De grote kentering – om toch maar iets inhoudelijks te zeggen – kwam bij mij toen ik zwanger was. Daarvoor overheerste de cynische visie (geholpen door een corporate job en een klimaatexpert die bij elke milieutop met moroos nieuws terugkwam). Maar vanaf die twee geplaste strepen, was moroos geen optie meer. Het moest verder. Sterker: opeens was toekomst vanzelfsprekend. Opeens zag ik recycleren als een Grote Burgerdaad. Waren verkiezingen weer nuttig en stemmen een verantwoordelijkheid. Wilde ik dat dit beleid goed was en de wereld langdurig goed beheerd en wij allen (hebt ge mij gehoord?!) respectvol voor mekaar. Zelf in een crappy, stervende wereld leven, allà. Maar mijn kind zou dat verrekte niet overkomen.

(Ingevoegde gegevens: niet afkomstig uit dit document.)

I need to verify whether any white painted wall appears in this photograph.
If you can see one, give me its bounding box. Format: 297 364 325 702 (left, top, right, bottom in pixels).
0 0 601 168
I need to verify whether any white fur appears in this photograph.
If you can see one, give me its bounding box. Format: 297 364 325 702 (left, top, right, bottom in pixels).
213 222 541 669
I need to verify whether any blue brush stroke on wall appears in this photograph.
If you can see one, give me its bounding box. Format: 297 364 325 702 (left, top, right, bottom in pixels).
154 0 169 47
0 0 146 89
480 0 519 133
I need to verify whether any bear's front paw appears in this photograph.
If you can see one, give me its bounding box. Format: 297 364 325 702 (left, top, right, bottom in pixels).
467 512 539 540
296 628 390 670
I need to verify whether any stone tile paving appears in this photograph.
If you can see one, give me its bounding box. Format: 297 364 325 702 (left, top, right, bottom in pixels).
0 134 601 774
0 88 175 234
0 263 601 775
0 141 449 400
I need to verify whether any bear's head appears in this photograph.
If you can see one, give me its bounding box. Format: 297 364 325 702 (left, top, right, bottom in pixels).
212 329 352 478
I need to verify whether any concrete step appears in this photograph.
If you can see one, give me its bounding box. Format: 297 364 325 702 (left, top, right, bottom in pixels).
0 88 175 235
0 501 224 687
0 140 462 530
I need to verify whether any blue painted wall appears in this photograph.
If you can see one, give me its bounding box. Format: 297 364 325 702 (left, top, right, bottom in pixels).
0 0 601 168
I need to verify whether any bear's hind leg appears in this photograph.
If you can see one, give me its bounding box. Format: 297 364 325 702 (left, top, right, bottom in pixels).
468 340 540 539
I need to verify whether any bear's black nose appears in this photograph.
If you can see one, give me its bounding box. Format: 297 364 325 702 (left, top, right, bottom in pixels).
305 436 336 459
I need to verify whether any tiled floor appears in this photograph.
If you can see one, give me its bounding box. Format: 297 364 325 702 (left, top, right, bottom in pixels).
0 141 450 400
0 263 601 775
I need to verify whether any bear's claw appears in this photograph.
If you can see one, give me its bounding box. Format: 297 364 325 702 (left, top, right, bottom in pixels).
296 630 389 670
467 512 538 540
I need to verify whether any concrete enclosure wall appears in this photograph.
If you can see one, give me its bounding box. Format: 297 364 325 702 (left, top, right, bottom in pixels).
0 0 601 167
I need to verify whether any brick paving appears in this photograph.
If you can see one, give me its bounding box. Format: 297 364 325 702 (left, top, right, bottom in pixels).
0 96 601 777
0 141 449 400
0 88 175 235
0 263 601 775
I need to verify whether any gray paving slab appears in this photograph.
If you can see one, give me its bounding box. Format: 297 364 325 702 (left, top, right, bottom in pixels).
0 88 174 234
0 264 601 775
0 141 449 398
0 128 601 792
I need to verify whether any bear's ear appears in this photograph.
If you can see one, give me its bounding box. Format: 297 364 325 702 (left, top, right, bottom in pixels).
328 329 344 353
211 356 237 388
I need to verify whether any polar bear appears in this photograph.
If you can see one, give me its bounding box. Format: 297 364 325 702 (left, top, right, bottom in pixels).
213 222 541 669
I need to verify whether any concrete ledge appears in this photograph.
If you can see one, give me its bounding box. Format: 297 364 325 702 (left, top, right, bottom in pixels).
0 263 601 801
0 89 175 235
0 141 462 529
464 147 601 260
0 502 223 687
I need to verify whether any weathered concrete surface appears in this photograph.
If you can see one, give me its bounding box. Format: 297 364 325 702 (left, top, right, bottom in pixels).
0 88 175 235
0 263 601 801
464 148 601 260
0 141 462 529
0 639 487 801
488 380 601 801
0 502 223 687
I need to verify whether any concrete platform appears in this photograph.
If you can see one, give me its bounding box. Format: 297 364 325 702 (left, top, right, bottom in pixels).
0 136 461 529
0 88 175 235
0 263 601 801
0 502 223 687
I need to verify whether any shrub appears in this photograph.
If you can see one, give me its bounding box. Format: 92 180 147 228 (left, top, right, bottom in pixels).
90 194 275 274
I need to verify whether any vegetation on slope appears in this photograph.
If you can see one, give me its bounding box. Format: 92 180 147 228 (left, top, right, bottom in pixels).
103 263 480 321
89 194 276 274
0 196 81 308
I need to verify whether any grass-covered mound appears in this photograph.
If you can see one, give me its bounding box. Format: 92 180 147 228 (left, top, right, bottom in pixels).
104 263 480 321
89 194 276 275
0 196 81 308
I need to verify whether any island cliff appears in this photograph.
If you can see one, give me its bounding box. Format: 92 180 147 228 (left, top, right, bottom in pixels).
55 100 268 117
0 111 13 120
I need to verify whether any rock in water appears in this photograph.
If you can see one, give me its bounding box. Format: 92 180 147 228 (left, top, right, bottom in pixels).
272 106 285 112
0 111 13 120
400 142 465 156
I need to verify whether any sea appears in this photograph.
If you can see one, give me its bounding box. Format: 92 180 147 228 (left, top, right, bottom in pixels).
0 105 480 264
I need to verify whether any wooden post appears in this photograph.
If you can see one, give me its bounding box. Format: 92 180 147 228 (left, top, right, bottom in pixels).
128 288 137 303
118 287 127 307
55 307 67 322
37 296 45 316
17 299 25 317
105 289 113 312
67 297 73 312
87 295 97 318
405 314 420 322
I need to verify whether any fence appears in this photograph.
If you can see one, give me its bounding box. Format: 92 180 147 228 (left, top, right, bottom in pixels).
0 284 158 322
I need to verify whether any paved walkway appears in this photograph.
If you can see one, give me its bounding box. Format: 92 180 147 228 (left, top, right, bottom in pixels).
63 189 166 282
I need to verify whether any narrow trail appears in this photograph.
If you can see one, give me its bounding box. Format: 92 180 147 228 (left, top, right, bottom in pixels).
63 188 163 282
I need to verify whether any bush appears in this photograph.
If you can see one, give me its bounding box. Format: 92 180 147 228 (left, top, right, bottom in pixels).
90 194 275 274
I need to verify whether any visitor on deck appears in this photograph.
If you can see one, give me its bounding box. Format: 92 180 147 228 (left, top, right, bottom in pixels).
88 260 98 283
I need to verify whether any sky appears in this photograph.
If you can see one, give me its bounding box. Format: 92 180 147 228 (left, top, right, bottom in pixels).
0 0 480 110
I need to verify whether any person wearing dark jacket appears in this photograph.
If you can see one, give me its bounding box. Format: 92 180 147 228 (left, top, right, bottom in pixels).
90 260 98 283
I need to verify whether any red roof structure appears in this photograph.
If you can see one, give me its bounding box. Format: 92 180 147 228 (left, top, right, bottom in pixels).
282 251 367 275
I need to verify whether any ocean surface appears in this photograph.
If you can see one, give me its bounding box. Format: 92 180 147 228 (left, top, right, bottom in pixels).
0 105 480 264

Het is wellicht een vreemd soort optimisme. En mijn helikopterview helpt nu de boel weer te relativeren. Wanneer ecologische rampen mij schrik aanjagen, besef ik dat ettelijke momenten in onze geschiedenis de collectieve mensheid stuipen gaf. Bij al die eerdere gevaren blijken we uiteindelijk gezond verstand en hart gebruikt te hebben.

Dus ik ben er zo eentje, ja. Iemand die weigert u de toekomst voor te schrijven, die gelooft in vooruitgang. Niet zozeer van dingen of organisaties, maar van de mens zelf. Van onze samenhang. Noem het collectief bewustzijn. Leg er iets spiritueels in, kijk of het mij schelen kan. Als het maar werkt. Geen utilitarisme is ons vreemd.

Voortplanting als toekomst lijkt misschien al te simpel. Toch is het kijkend in de ogen die ik heb voortgebracht, dat ik me inschreef in een gemeenschap. Individualist kan je met kinderen nauwelijks zijn. Elk kind verlangt een gemeenschap en gemeenschapszin. Zo heb ik de gemeenschap(pen) op me heen leren kennen. Wat hen in deze multiculturele stad nog meer kenmerkt dan het wantrouwig feit dat ze collectief geloven dat elke andere gemeenschap het stiekem niet precies even goed meent als zijzelf, is dat ze onderhuids zo goed als altijd bepaalde principes delen, en die voor self-evident nemen.

Onder alle preconcepties zitten de steengebeitelde waarheden. De gelijkheid, het meeleven, het delen, het willen samenwerken, het beste willen voor je kind – en dat is een beste dat minder op prestatie en eerst zijn, dan op geluk in een gemeenschap gestoeld is.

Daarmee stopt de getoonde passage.